Meine nächste Begegnung mit dem Padre sollte am Morgen der ersten Gerichtsverhandlung in der Stadt Choluteca sein. PWS begleitete ihn bereits auf dem Weg dorthin, und obwohl er verhältnismässig ruhig und gefasst schien, räumte er doch etwas Nervosität und Unbehagen ein. Die meiste Zeit der Fahrt verlief dann auch still, denn dem Padre war es ein Anliegen, einige Abschnitte in der Bibel zu lesen. In Choluteca erwartete uns vor dem Lokalgericht eine bemerkenswerte Menge von Personen, die aus El Triunfo angereist waren, um ihren Padre Florentino vor dem Gericht zu unterstützen: In mindestens fünfundzwanzig Schulbussen waren über knapp tausend Personen aus dem direkten Einzugsgebiet des Padres und den umliegenden Gemeinden angereist, um lautstark kundzutun, dass sie ihren Padre weiterhin als praktizierenden Priester und freien Menschen in ihren Gemeinden haben wollen.

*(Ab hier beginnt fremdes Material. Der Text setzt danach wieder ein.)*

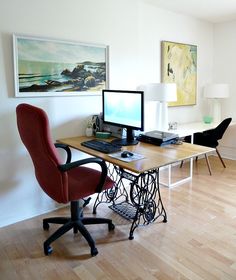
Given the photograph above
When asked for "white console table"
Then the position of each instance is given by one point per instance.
(185, 130)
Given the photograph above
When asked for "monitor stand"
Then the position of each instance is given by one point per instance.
(128, 141)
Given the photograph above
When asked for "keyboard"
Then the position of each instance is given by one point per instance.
(101, 146)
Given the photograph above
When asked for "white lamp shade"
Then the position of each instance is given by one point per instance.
(163, 92)
(216, 91)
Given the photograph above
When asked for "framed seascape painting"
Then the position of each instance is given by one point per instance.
(44, 67)
(179, 65)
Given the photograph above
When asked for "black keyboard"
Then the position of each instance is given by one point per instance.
(101, 146)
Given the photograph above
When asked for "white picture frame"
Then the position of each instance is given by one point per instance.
(48, 67)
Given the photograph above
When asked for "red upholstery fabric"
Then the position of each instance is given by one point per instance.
(61, 186)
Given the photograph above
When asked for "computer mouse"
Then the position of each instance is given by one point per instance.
(126, 154)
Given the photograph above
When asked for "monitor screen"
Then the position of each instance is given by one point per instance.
(124, 108)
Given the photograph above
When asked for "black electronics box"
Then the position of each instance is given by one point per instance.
(158, 138)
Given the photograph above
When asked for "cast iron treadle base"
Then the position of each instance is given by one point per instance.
(124, 209)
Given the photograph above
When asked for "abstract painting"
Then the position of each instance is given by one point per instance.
(179, 65)
(45, 67)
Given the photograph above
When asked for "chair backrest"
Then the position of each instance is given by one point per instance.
(221, 128)
(33, 126)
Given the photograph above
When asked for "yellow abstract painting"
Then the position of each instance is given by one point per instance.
(179, 65)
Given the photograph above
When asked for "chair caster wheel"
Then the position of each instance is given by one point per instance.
(111, 226)
(45, 225)
(94, 251)
(47, 250)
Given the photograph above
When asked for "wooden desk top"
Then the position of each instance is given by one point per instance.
(154, 156)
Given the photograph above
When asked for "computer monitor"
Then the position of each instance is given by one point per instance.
(124, 108)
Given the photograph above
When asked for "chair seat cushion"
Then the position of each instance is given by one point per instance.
(82, 182)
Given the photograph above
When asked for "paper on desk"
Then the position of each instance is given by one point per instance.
(134, 157)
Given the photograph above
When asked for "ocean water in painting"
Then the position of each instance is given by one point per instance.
(56, 66)
(40, 73)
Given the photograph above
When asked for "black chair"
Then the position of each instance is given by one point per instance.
(210, 138)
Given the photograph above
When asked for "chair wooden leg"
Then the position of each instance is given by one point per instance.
(218, 153)
(208, 163)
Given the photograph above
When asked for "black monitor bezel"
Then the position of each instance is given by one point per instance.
(130, 128)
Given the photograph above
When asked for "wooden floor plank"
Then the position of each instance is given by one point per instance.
(198, 241)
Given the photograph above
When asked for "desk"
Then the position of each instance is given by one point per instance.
(144, 202)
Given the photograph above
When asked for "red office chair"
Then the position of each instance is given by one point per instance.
(64, 183)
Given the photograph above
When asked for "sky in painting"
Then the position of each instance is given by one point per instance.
(58, 51)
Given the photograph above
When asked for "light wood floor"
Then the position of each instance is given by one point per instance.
(197, 242)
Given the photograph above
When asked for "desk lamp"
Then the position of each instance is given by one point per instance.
(161, 93)
(216, 92)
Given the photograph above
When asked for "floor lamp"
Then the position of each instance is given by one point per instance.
(216, 92)
(161, 94)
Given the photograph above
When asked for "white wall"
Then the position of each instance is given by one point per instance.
(133, 30)
(224, 72)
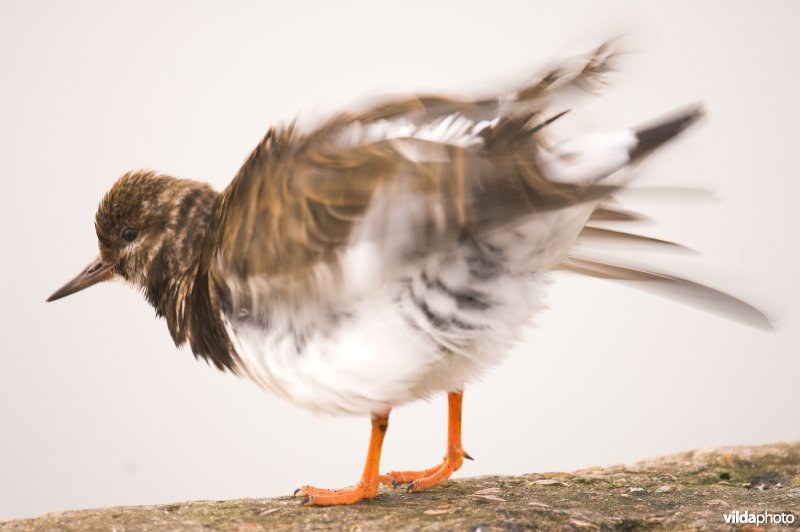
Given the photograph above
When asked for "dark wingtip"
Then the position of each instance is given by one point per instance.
(651, 137)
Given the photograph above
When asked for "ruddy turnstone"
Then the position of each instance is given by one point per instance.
(382, 257)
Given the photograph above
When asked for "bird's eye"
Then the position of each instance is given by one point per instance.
(129, 234)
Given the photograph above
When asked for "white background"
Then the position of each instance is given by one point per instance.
(98, 408)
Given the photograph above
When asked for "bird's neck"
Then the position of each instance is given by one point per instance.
(177, 283)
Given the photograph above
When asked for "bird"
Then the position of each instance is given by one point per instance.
(386, 254)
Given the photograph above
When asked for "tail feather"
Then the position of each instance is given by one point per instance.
(676, 288)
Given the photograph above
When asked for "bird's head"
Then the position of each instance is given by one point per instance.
(150, 230)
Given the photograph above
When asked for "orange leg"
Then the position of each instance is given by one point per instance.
(428, 478)
(367, 488)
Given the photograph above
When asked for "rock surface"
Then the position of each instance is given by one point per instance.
(691, 490)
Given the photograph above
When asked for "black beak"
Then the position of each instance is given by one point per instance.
(96, 272)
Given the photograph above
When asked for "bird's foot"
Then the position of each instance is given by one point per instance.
(325, 497)
(427, 478)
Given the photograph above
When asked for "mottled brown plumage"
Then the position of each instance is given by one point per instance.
(387, 254)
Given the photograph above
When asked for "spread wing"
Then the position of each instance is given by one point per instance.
(399, 179)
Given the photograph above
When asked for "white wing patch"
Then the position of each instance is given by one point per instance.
(454, 129)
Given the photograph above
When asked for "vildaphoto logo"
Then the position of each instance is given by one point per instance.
(740, 518)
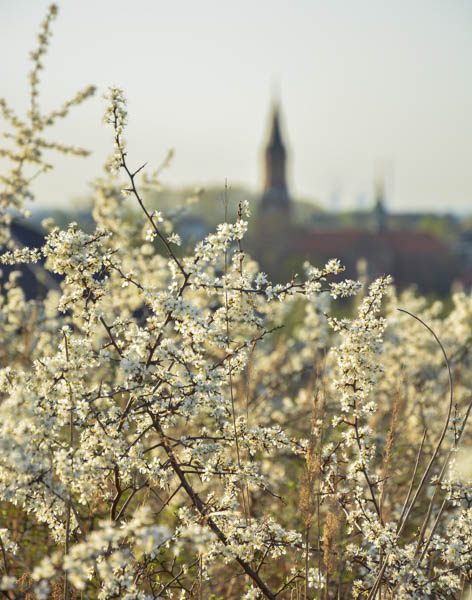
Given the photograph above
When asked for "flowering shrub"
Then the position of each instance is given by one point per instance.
(163, 434)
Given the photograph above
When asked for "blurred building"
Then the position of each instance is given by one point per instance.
(373, 237)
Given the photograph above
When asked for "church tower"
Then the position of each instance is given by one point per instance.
(275, 199)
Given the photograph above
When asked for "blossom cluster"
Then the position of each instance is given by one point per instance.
(173, 424)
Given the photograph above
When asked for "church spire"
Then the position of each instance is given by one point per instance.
(275, 197)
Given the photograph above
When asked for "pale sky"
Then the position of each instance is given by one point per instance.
(368, 88)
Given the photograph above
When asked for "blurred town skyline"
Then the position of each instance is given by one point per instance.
(368, 91)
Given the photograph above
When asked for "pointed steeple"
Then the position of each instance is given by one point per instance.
(275, 197)
(380, 211)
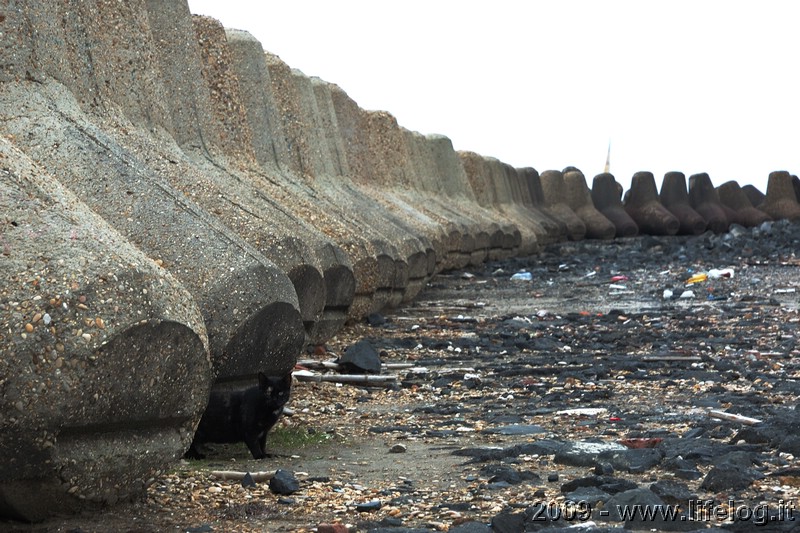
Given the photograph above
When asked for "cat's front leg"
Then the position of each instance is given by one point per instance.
(256, 447)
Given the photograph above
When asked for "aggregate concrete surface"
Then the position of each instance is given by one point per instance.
(541, 403)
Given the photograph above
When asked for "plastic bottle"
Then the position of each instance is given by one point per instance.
(697, 278)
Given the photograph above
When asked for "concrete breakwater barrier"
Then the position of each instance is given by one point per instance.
(181, 209)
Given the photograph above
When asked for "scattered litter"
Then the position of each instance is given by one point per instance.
(697, 278)
(715, 273)
(722, 415)
(583, 411)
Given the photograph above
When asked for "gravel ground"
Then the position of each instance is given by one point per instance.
(511, 391)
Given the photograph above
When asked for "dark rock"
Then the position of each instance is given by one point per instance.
(508, 474)
(634, 500)
(515, 429)
(728, 477)
(508, 522)
(790, 444)
(376, 319)
(633, 460)
(673, 492)
(361, 357)
(609, 484)
(284, 482)
(372, 505)
(397, 529)
(603, 469)
(332, 528)
(203, 528)
(590, 495)
(470, 527)
(248, 481)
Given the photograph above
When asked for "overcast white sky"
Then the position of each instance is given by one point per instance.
(695, 86)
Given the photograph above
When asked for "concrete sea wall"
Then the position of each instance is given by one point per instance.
(181, 209)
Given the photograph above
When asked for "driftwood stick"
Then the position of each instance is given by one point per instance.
(233, 475)
(722, 415)
(656, 358)
(330, 365)
(303, 375)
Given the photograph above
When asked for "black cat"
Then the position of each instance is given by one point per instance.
(243, 415)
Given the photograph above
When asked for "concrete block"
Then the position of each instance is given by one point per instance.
(675, 197)
(105, 363)
(554, 194)
(641, 203)
(733, 197)
(703, 199)
(607, 198)
(781, 200)
(579, 199)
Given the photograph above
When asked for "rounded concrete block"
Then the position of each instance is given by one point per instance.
(89, 147)
(554, 194)
(231, 187)
(733, 197)
(675, 197)
(755, 196)
(703, 199)
(579, 198)
(504, 236)
(105, 364)
(551, 231)
(643, 206)
(781, 201)
(607, 199)
(291, 194)
(557, 229)
(500, 181)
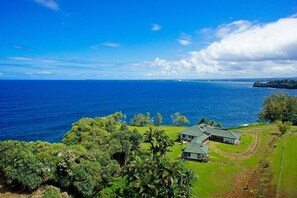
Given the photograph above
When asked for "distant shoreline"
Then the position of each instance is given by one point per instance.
(278, 84)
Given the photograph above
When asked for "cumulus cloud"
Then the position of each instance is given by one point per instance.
(44, 73)
(51, 4)
(185, 39)
(40, 60)
(111, 44)
(243, 49)
(21, 47)
(156, 27)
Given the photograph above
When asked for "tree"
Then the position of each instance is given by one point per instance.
(159, 141)
(279, 107)
(159, 119)
(141, 119)
(283, 127)
(202, 121)
(211, 123)
(179, 119)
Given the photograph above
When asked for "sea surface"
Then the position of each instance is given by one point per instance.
(45, 110)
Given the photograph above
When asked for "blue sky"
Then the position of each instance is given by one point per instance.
(138, 39)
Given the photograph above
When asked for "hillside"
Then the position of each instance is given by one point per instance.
(250, 169)
(281, 84)
(256, 167)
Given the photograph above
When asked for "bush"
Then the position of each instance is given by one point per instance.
(279, 107)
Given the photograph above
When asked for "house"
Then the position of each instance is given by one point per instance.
(196, 150)
(199, 135)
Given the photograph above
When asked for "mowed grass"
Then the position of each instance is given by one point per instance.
(245, 142)
(288, 174)
(214, 178)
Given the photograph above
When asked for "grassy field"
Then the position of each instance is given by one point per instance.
(245, 141)
(218, 176)
(285, 165)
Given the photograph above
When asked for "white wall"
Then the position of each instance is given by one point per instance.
(229, 140)
(187, 137)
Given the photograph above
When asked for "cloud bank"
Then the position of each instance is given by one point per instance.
(51, 4)
(242, 49)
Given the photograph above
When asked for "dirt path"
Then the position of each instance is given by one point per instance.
(246, 153)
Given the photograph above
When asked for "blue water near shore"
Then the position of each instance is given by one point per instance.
(45, 110)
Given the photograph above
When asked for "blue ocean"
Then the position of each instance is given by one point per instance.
(45, 110)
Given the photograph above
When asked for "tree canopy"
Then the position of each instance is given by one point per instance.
(178, 119)
(211, 123)
(99, 157)
(279, 107)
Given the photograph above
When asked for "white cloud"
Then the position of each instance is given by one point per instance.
(17, 46)
(156, 27)
(185, 39)
(40, 60)
(111, 44)
(184, 42)
(243, 49)
(44, 73)
(51, 4)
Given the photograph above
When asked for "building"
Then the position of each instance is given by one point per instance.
(199, 135)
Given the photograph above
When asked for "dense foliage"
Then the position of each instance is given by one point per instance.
(279, 107)
(98, 157)
(210, 122)
(283, 127)
(179, 119)
(141, 119)
(284, 84)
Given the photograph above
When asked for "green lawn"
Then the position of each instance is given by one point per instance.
(215, 177)
(210, 175)
(288, 184)
(245, 142)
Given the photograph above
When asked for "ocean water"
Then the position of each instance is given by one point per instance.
(45, 110)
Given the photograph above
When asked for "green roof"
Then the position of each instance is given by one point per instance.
(193, 131)
(221, 132)
(200, 139)
(193, 147)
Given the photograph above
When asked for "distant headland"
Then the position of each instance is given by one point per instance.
(281, 84)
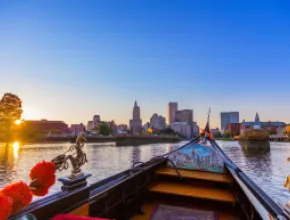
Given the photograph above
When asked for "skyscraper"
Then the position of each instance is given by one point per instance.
(172, 109)
(227, 118)
(136, 122)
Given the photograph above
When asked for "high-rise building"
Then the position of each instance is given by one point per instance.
(172, 109)
(136, 122)
(195, 129)
(228, 118)
(157, 121)
(182, 128)
(185, 115)
(90, 125)
(96, 120)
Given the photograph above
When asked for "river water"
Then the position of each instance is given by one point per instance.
(268, 170)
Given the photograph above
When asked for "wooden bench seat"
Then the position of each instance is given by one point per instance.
(192, 174)
(200, 192)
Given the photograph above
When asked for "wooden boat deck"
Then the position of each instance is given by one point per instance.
(200, 192)
(215, 177)
(197, 190)
(149, 208)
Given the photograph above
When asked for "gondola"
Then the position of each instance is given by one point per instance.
(195, 181)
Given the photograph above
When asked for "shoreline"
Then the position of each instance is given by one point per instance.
(119, 140)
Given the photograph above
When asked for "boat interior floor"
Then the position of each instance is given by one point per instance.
(196, 190)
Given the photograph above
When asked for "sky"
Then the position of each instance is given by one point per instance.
(69, 60)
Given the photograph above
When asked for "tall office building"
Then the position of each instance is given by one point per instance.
(172, 109)
(136, 122)
(157, 121)
(227, 118)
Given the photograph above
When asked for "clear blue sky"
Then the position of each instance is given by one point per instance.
(69, 60)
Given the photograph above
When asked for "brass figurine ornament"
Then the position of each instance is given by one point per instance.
(77, 161)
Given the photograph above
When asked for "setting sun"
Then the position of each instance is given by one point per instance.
(17, 122)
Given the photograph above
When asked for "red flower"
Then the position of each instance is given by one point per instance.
(6, 206)
(39, 191)
(74, 217)
(43, 177)
(20, 194)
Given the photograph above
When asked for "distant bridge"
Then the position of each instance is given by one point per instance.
(278, 137)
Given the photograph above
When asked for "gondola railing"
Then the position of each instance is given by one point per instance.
(273, 208)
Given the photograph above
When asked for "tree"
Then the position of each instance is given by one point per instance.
(10, 111)
(272, 131)
(218, 135)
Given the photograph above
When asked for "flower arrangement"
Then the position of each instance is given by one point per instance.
(17, 195)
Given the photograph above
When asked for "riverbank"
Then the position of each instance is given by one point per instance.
(119, 140)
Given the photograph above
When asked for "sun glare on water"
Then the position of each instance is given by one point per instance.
(17, 122)
(16, 149)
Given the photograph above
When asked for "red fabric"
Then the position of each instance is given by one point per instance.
(6, 206)
(20, 194)
(43, 175)
(74, 217)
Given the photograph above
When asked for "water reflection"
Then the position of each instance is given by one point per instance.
(16, 150)
(136, 154)
(255, 146)
(268, 169)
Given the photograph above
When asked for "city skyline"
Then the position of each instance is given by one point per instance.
(70, 63)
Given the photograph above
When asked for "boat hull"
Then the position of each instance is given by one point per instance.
(255, 145)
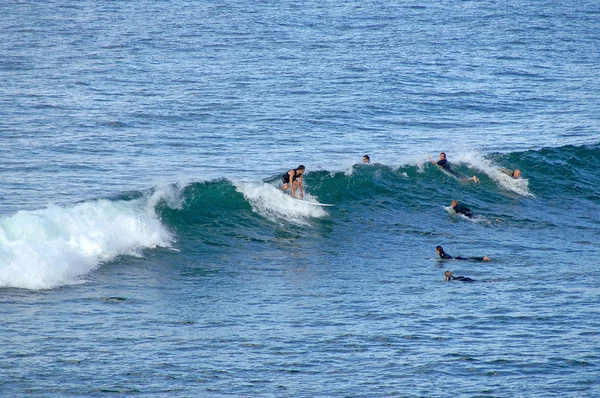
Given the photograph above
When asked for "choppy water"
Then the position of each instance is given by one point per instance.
(145, 248)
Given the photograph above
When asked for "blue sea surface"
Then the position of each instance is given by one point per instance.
(147, 250)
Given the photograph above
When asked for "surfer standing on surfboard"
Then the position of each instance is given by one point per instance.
(443, 164)
(294, 177)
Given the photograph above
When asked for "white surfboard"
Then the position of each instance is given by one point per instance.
(312, 203)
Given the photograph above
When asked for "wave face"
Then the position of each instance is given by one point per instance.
(59, 245)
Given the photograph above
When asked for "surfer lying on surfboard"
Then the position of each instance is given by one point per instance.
(445, 166)
(445, 256)
(294, 177)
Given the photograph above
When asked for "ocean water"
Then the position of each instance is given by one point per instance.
(147, 250)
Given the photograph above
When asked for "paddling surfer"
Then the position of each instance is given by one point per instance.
(443, 164)
(449, 277)
(445, 256)
(294, 178)
(512, 173)
(460, 209)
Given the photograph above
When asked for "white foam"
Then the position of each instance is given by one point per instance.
(275, 205)
(477, 161)
(58, 246)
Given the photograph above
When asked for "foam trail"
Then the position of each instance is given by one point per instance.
(476, 160)
(58, 246)
(274, 204)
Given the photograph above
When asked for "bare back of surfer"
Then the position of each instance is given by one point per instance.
(294, 179)
(444, 165)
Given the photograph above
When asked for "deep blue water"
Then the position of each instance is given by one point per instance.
(145, 249)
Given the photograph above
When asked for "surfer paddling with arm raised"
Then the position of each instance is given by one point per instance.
(445, 256)
(516, 174)
(444, 165)
(294, 178)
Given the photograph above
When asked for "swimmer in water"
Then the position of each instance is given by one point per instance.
(443, 164)
(445, 256)
(449, 277)
(460, 209)
(294, 177)
(513, 173)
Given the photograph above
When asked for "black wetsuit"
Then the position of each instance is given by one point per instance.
(446, 166)
(460, 209)
(462, 279)
(286, 176)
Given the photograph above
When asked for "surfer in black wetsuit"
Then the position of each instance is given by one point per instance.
(443, 164)
(460, 209)
(449, 277)
(516, 173)
(295, 177)
(445, 256)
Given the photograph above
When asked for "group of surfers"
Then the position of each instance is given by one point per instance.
(293, 180)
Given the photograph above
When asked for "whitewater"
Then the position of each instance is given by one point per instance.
(146, 248)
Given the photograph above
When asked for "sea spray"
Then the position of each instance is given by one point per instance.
(58, 246)
(273, 204)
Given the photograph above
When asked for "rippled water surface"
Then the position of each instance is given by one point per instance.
(146, 250)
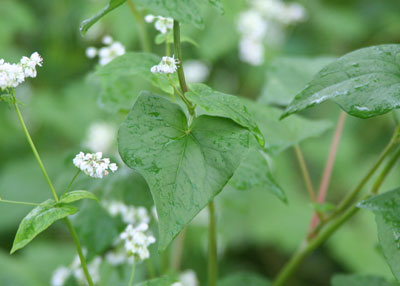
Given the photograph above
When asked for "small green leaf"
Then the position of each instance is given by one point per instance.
(364, 83)
(74, 196)
(224, 105)
(185, 166)
(254, 173)
(163, 281)
(359, 280)
(280, 135)
(86, 24)
(244, 278)
(387, 213)
(38, 220)
(288, 75)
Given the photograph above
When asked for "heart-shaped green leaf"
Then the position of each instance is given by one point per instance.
(185, 166)
(74, 196)
(364, 83)
(224, 105)
(38, 220)
(359, 280)
(86, 24)
(387, 212)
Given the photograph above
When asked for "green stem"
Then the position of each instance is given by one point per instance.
(18, 203)
(307, 247)
(72, 181)
(144, 37)
(35, 152)
(80, 252)
(132, 274)
(212, 247)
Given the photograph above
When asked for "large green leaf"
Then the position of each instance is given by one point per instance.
(288, 75)
(364, 83)
(254, 173)
(359, 280)
(244, 278)
(185, 166)
(38, 220)
(186, 11)
(280, 135)
(387, 211)
(86, 24)
(74, 196)
(224, 105)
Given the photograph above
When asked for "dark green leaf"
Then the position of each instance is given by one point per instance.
(280, 135)
(387, 211)
(97, 230)
(185, 166)
(163, 281)
(38, 220)
(74, 196)
(254, 173)
(287, 76)
(244, 278)
(358, 280)
(364, 83)
(224, 105)
(86, 24)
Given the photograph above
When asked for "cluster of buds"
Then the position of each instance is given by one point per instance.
(11, 75)
(162, 24)
(167, 65)
(94, 165)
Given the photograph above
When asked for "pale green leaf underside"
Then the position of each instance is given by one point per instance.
(38, 220)
(282, 134)
(359, 280)
(288, 75)
(364, 83)
(224, 105)
(244, 279)
(86, 24)
(185, 167)
(387, 213)
(254, 174)
(74, 196)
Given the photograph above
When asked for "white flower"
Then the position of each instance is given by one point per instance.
(136, 241)
(251, 51)
(167, 65)
(107, 40)
(91, 52)
(162, 24)
(60, 275)
(100, 137)
(195, 71)
(188, 278)
(94, 165)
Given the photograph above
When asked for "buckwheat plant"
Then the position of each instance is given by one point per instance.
(190, 142)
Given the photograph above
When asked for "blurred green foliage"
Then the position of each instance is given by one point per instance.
(257, 232)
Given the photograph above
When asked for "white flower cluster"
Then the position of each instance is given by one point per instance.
(129, 214)
(187, 278)
(167, 65)
(11, 75)
(162, 24)
(94, 165)
(61, 274)
(108, 53)
(137, 240)
(265, 21)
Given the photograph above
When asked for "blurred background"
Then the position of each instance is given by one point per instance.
(66, 107)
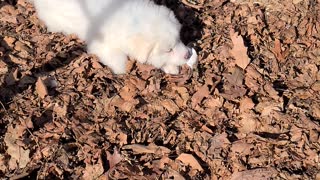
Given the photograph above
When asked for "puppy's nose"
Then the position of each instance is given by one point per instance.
(188, 54)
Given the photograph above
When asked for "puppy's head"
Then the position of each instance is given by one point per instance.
(168, 49)
(160, 45)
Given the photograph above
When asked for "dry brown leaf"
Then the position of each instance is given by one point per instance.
(246, 104)
(41, 88)
(141, 149)
(241, 148)
(239, 51)
(277, 51)
(199, 95)
(19, 156)
(190, 160)
(256, 174)
(12, 77)
(169, 105)
(114, 158)
(93, 171)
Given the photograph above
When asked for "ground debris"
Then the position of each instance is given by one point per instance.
(250, 109)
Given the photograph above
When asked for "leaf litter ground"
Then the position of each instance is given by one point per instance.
(249, 110)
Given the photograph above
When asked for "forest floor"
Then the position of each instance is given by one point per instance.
(249, 110)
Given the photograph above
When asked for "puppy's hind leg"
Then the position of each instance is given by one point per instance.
(111, 57)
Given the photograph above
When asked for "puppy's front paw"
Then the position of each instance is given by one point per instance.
(170, 69)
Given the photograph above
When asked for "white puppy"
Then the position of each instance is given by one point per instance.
(116, 29)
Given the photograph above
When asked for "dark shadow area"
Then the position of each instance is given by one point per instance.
(191, 25)
(7, 2)
(8, 91)
(191, 31)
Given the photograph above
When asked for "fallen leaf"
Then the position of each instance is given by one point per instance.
(114, 158)
(256, 174)
(19, 156)
(41, 88)
(190, 160)
(239, 51)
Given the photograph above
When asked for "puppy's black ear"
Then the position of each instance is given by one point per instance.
(141, 47)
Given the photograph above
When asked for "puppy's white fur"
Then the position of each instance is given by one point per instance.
(115, 29)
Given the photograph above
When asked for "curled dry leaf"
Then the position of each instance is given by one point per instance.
(256, 174)
(19, 156)
(114, 158)
(41, 88)
(190, 160)
(239, 51)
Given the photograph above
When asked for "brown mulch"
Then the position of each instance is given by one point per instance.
(249, 110)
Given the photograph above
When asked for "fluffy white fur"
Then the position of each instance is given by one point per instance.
(116, 29)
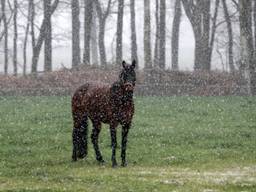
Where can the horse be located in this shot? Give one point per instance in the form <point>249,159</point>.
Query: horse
<point>109,104</point>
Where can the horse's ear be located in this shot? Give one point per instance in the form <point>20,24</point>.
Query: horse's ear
<point>124,64</point>
<point>134,64</point>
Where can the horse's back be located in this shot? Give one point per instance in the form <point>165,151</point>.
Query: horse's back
<point>90,94</point>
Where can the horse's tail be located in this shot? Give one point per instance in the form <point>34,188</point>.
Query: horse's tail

An diesem Tag war meine PWS-Kollegin im Gerichtssaal präsent und ich blieb im Innenhof des Gerichtsgebäudes. Auch das ist eine wichtige Form der internationalen Präsenzmarkierung, denn es zeigt allen, die kommen oder gehen, dass dieser Fall von PWS begleitet wird. Die Menschenmenge, die für den Padre angereist war, blieb zwar durch ein Gitter vom Gerichtsgebäude getrennt. Die Leute waren jedoch laut und unüberhörbar; ihre Anwesenheit konnte im Gerichtsraum nicht unbemerkt bleiben. Ich war zutiefst beeindruckt und gerührt von dieser Kundgebung.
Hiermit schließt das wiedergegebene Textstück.